Two other teens _ Jesse Ray Allen, then 16, and Damani Emmanuel, then 18 _ were also charged and are awaiting trail. Mitchell is now listed as a prosecution witness against both.
Mitchell declined to speak when the judge asked if he had anything to say. His attorney, A.J. Ivie, argued that Mitchell was very young when the crime happened.
At his trial, Mitchell testified. He admitted he was present for the attack but denied taking part.
"Sixteen-year-olds can kill as easily as 30-year-olds," Swanson said. "This was a particularly brutal, totally unnecessary killing."
Turning to Mitchell, the judge added, "So far as I'm concerned, the only way society is going to be safe is to put you away. You can't live with other people."
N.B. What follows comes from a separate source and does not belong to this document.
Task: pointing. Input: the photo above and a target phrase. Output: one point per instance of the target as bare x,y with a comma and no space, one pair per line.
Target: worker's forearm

At first, the judge went along with the state's recommendation of 20 years in prison. Ivie argued that's above the maximum sentence allowed for manslaughter, and the judge relented, coming down to a 15-year term.
"I'm not going to squabble over it," Swanson said.
Ivie noted that Mitchell will get credit for the more than 800 days he spent in jail awaiting trial and sentencing.
Mitchell's mother, Margaret, was calm as she left the courtroom.
"Fifteen is okay. Maybe he'll learn," she said. "He wishes he hadn't been there that night."